I have to detect emails of following format:
<0 or more alphanumeric letter/digit only>, then one <#> character, then <1 or more alphanumeric letter/digit>, then a <.> character, then <at least 2 alphanumeric letter/digits>
I need "zero" or more alphanumeric character before # character and not "one" or more because sometimes I want to unsubscribe whole domain names, so in that case the pattern to match is #example.com, and I also want to detect full email, it starts with an alphanumeric character.

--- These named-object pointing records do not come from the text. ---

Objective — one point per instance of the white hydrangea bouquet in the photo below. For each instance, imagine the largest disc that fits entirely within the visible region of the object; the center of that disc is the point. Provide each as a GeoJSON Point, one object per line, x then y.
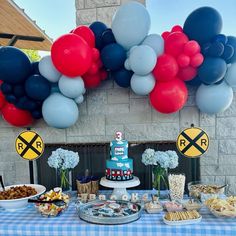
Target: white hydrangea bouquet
{"type": "Point", "coordinates": [160, 162]}
{"type": "Point", "coordinates": [63, 161]}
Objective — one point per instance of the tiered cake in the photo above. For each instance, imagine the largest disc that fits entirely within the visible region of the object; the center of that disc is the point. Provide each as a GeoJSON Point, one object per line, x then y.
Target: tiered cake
{"type": "Point", "coordinates": [119, 167]}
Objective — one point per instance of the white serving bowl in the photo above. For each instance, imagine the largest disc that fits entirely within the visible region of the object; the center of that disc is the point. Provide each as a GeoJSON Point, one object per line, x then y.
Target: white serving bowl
{"type": "Point", "coordinates": [17, 204]}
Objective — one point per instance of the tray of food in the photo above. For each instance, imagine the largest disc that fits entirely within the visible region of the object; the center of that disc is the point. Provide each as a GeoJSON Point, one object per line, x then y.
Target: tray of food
{"type": "Point", "coordinates": [55, 208]}
{"type": "Point", "coordinates": [15, 197]}
{"type": "Point", "coordinates": [203, 191]}
{"type": "Point", "coordinates": [110, 212]}
{"type": "Point", "coordinates": [182, 218]}
{"type": "Point", "coordinates": [225, 208]}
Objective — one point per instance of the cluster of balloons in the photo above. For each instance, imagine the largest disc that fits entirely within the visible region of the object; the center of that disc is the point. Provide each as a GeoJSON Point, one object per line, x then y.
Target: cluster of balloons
{"type": "Point", "coordinates": [154, 65]}
{"type": "Point", "coordinates": [217, 75]}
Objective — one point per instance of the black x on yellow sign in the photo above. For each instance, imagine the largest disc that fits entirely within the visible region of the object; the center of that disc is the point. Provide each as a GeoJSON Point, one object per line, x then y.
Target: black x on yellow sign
{"type": "Point", "coordinates": [192, 142]}
{"type": "Point", "coordinates": [29, 145]}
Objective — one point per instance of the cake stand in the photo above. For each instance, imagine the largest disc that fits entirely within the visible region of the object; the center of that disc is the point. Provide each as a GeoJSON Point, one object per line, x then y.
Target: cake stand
{"type": "Point", "coordinates": [120, 186]}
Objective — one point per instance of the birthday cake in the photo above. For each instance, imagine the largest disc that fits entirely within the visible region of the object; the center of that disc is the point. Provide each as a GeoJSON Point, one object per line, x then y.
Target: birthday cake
{"type": "Point", "coordinates": [120, 166]}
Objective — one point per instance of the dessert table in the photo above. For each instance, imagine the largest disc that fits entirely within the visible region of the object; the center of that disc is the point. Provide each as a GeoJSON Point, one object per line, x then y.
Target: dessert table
{"type": "Point", "coordinates": [30, 222]}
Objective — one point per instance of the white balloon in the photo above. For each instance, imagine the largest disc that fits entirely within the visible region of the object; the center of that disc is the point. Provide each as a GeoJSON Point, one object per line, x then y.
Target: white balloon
{"type": "Point", "coordinates": [131, 24]}
{"type": "Point", "coordinates": [156, 42]}
{"type": "Point", "coordinates": [71, 88]}
{"type": "Point", "coordinates": [142, 85]}
{"type": "Point", "coordinates": [79, 99]}
{"type": "Point", "coordinates": [127, 65]}
{"type": "Point", "coordinates": [142, 60]}
{"type": "Point", "coordinates": [48, 70]}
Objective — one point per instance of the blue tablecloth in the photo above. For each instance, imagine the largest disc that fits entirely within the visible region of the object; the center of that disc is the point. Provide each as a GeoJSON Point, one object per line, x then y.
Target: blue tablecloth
{"type": "Point", "coordinates": [29, 222]}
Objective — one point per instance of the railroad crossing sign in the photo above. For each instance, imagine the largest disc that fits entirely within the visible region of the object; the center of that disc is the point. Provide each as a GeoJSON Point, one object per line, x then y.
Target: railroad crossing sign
{"type": "Point", "coordinates": [192, 142]}
{"type": "Point", "coordinates": [29, 145]}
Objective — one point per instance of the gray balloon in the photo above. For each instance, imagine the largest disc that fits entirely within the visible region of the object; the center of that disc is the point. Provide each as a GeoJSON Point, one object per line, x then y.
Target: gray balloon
{"type": "Point", "coordinates": [142, 85]}
{"type": "Point", "coordinates": [48, 70]}
{"type": "Point", "coordinates": [59, 111]}
{"type": "Point", "coordinates": [142, 60]}
{"type": "Point", "coordinates": [230, 76]}
{"type": "Point", "coordinates": [156, 42]}
{"type": "Point", "coordinates": [71, 87]}
{"type": "Point", "coordinates": [212, 99]}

How can I write the code to detect?
I take the email from url as $_GET['email']
For example url will be:
http://www.example.com/php/unsubscribe.php?email=#example.com
http://www.example.com/php/unsubscribe.php?email=#example.co
http://www.example.com/php/unsubscribe.php?email=abc#example.co
well the Regex then simply reads
/#.+\.[^\.]{2,}$/
EDIT: I used .* and [^\.] even though the OP asked for "alphanumeric letter/digit" - however, valid E-Mail addresses include stuff like dashes, underscores etc... Completely matching ALL valid email adresses is incredibly complex! (see: http://www.regular-expressions.info/email.html)
You could use the below regex.
[A-Za-z0-9]*#[A-Za-z0-9]+\.[A-Za-z0-9]{2,}
DEMO
[A-Za-z0-9]{2,} matches two or more alphanumeric characters. You could specify the character range inside {} paranthesis.